Selig was installed as chairman of the executive council, a new position that made him in effect acting commissioner. He led owners through a 7 1/2-month strike in 1994-95, was voted commissioner in 1998 and remained on the job until retiring in 2015.

A longtime Anglophile, Vincent wanted to decompress and rented the Mill House in the Berkshire village of Sutton Courtenay for the first six months of 1993. Living in the home of former British Prime Minister Herbert Asquith, Vincent frequently entertained visitors during his sabbatical.

Francis Thomas Vincent Jr. was born May 29, 1938, at Waterbury, Connecticut. His father, Francis, was a football and baseball star at Yale in the 1930s and became a college football official. His mother, the former Alice Lynch, was a housewife.

Vincent was a tackle and center at Williams until he broke his back during his freshman year, falling four floors from an icy ledge outside his dormitory after his roommates locked him out as a prank. His left leg was partially paralyzed and he walked with a cane. Vincent, a Roman Catholic, gave up thoughts of Jesuit training because of the injury. Still, he managed to finish school on time and graduate Phi Beta Kappa.

“I’ve been lucky in a lot of ways — mostly I survived that terrible accident and being paralyzed for so long,” Vincent said in 2023. “I can’t have any regrets.”

He went to Yale Law School, started as an associate at Whitman & Ransom in New York in 1963 and stayed there for five years.

In 1968, he moved to Caplin & Drysdale Chartered in Washington and practiced securities law there for almost 10 years, becoming a partner. In March 1978 he quit the firm to become associate director of the Securities and Exchange Commission’s Division of Corporate Finance. His stay there was rather brief.

Allen, who was two years behind Vincent at Williams, decided that summer to fire Alan J. Hirschfield, Columbia Pictures Industries’ CEO. For more than a year, the company had been in turmoil after David Begelman, president of the movie studio, was discovered to have forged checks.

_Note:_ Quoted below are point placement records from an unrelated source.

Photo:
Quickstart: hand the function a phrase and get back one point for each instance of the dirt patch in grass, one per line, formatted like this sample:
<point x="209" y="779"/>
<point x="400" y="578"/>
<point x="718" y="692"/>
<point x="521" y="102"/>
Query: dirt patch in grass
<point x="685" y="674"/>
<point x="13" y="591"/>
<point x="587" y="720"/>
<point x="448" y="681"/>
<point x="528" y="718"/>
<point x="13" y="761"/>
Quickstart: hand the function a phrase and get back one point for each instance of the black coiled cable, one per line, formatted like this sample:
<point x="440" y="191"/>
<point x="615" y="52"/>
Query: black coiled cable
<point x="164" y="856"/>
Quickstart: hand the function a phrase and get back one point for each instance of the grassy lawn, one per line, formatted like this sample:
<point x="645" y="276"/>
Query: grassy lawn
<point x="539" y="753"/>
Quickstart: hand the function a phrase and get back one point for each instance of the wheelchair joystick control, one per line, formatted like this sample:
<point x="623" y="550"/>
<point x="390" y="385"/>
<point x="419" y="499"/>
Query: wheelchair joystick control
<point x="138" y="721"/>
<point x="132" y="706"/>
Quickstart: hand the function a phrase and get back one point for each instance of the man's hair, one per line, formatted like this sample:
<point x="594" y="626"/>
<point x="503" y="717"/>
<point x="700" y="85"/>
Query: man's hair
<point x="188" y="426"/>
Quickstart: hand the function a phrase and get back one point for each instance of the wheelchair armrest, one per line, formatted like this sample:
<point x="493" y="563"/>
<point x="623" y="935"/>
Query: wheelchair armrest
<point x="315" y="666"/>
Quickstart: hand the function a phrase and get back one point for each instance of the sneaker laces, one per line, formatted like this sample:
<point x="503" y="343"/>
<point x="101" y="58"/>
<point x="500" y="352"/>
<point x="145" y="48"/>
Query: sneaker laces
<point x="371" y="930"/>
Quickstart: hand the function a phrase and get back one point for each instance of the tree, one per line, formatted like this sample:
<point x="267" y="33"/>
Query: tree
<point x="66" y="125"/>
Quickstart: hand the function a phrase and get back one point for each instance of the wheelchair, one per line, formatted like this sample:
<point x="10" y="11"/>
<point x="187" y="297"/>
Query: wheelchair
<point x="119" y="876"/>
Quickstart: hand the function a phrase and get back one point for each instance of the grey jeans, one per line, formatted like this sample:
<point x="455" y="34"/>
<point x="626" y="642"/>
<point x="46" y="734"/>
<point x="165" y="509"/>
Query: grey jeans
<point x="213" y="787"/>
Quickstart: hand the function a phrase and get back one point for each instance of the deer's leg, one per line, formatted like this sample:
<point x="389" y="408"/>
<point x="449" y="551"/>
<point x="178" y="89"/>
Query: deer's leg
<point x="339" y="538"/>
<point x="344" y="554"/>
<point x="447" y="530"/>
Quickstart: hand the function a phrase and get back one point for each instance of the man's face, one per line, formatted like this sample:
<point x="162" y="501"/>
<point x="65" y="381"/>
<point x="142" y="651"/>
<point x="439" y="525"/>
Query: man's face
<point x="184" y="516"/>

Vincent replaced Hirschfield on July 13 and ran the company so well that Allen & Co. sold it to Coca-Cola Co. in 1982 for $692 million. Vincent was promoted from president to chairman and was named executive vice president of Coca-Cola’s new Entertainment Business Sector.

He went to Hollywood only about six times a year and let his production heads —Frank Price, Guy McIlwaine and David Puttnam — make the artistic decisions. While Vincent ran the company, Columbia released “Ghostbusters,” “The Big Chill,” “Gandhi” and “Tootsie.”

Still, he remained devoted to baseball.

“He talked about baseball every day,” Allen said. “A couple of times I went with him to Mets’ opening day.”

On Sept. 1, 1987, Coca-Cola bought Tri-Star Pictures and Tri-Star’s Victor A. Kaufman replaced Vincent, who was reassigned to oversee equity investments in Coca-Cola Bottling’s properties. Vincent quit in 1988 and went to Caplin & Drysdale’s New York office as a partner. Before he settled in, Giamatti asked him to join baseball.

“I’d always been a baseball fan,” Vincent said then. “I’ve followed baseball as long as I can remember.”

In one of his lasting acts as commissioner, he chaired an eight-member committee for statistical accuracy, which removed the asterisk that had been next to Roger Maris’ entry as the season home run leader and deleted 50 no-hitters. The group defined a no-hitter as games of nine innings or more that ended with no hits.

He recorded interviews with Hall of Fame members and Negro Leagues players for an oral history project that led to three books: “The Only Game in Town” (2006), “We Would Have Played for Nothing” (2009) and “It’s What’s Inside the Lines That Counts” (2010). In 2024, he made a $2 million gift to Yale to endow the Yale baseball coach’s position in the name of his father.

Vincent married the former Valerie McMahon in 1965 and they had a daughter Anne and twin sons William, and Edward. They divorced in 1994 and he married Christina Watkins in 1998.